Lazy evaluation also allows for more efficient computation, as it avoids unnecessary work. For example, in cases where an expression only needs a part of a data structure, Haskell can avoid evaluating the entire structure and only compute the necessary parts.

However, lazy evaluation can sometimes lead to unexpected behavior, as it may cause expressions to be evaluated in a different order than expected. This is known as non-strict semantics, as the order of evaluation is determined by the need for values rather than by the order of expressions in the code.

In some cases, Haskell also supports strict evaluation, where expressions are evaluated immediately. This can be useful for cases where the laziness of Haskell's default evaluation strategy is not desired.

## How does Haskell handle function application?

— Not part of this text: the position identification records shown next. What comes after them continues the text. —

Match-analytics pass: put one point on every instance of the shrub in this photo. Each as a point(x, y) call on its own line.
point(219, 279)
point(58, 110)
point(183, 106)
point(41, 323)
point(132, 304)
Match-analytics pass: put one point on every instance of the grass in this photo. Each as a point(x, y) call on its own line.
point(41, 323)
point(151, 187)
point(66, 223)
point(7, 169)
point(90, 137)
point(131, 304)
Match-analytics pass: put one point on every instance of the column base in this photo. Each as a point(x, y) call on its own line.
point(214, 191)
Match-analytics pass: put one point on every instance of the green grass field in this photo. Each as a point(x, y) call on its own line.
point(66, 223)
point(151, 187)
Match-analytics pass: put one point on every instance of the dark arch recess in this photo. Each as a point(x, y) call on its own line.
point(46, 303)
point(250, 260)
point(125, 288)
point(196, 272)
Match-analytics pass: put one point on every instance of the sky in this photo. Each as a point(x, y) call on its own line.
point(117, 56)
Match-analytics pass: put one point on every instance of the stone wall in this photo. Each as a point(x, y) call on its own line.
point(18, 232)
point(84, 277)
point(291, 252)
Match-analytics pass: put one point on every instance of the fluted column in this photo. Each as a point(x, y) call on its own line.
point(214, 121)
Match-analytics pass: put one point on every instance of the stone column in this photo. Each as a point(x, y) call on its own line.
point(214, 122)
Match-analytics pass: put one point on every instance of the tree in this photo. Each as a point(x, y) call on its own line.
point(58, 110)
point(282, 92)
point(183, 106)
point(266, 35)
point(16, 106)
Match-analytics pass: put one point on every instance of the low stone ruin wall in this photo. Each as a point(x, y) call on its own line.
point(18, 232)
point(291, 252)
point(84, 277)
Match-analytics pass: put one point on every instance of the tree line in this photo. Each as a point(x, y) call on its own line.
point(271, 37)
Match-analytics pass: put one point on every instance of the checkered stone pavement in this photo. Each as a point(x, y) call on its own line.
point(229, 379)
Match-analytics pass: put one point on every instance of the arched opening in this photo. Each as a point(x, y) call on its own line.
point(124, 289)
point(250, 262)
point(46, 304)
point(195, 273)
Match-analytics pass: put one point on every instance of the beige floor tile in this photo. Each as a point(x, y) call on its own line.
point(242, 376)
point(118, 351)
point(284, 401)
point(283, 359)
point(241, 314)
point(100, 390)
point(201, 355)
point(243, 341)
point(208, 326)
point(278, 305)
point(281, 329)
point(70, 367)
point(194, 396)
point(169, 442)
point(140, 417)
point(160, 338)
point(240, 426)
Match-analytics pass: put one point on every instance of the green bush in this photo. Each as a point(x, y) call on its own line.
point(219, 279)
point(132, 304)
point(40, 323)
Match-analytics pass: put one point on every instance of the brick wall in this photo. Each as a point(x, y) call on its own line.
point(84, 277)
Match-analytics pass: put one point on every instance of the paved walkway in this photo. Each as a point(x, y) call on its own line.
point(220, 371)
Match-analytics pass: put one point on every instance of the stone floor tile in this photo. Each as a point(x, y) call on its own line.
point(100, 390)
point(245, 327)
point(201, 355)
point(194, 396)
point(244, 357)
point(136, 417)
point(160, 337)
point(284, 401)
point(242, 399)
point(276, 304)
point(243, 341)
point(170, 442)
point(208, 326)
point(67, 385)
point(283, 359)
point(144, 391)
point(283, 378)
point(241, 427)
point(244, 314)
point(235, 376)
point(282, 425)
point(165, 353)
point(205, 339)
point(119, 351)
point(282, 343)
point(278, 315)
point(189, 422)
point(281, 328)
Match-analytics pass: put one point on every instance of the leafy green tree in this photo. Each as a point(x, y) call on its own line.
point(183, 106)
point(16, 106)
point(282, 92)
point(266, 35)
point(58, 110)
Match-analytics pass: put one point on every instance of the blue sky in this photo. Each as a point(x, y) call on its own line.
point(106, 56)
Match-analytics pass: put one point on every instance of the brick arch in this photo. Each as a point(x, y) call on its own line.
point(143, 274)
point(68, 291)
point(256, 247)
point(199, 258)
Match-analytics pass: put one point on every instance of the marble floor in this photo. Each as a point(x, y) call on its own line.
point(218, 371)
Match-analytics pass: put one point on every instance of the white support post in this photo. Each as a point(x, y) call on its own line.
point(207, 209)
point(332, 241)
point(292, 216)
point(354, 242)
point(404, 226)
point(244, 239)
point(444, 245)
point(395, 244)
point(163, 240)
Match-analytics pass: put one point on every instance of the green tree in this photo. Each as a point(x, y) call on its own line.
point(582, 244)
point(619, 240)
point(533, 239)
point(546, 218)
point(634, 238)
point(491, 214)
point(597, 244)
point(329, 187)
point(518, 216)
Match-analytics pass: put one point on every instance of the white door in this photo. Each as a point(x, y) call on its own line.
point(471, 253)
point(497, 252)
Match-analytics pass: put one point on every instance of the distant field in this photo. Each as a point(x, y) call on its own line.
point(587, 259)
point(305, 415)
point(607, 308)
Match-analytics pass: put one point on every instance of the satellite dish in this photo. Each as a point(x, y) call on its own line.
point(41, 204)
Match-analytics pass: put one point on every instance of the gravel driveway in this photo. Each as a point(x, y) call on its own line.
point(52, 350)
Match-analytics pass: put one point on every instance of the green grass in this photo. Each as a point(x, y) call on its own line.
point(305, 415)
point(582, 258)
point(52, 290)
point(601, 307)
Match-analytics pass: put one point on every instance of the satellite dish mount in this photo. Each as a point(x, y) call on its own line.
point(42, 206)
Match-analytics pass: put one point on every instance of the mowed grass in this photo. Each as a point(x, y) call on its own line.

Haskell handles function application in a consistent manner, adhering to the expression syntax and type system rules. Here are a few key points about how Haskell handles function application:

- Function application is denoted by a space character between the function name and its argument(s). For example, calling a function f with arguments x and y is written as f x y.
- In Haskell, function application has the highest precedence and is left associative. This means that if a function is applied to multiple arguments, the application is performed from left to right. For example, f x y z is equivalent to ((f x) y) z.
- Function application is considered a type of operator that takes a function as its left operand and its argument(s) as its right operand(s). This can be seen as a form of syntactic sugar where infix operators are treated as normal functions. For instance, the operator + is actually a function (+) that takes two arguments.
- Currying is a fundamental aspect of Haskell's function application. Currying allows a multi-argument function to be transformed into a chain of single-argument functions. This means that when a function is applied to less than its total number of arguments, a new function is returned that takes the remaining arguments. For example, if f is a function of two arguments, f x returns another function that takes the second argument.
- The type system in Haskell also takes function application into account. Function types are expressed as a series of arrows, where the type of a multi-argument function is represented as a sequence of arrow types. For instance, a function that takes arguments of types a, b, and c and returns a result of type d is represented as (a -> b -> c -> d).

Overall, Haskell's approach to function application allows for flexible and concise expression of computations while maintaining a strong type system.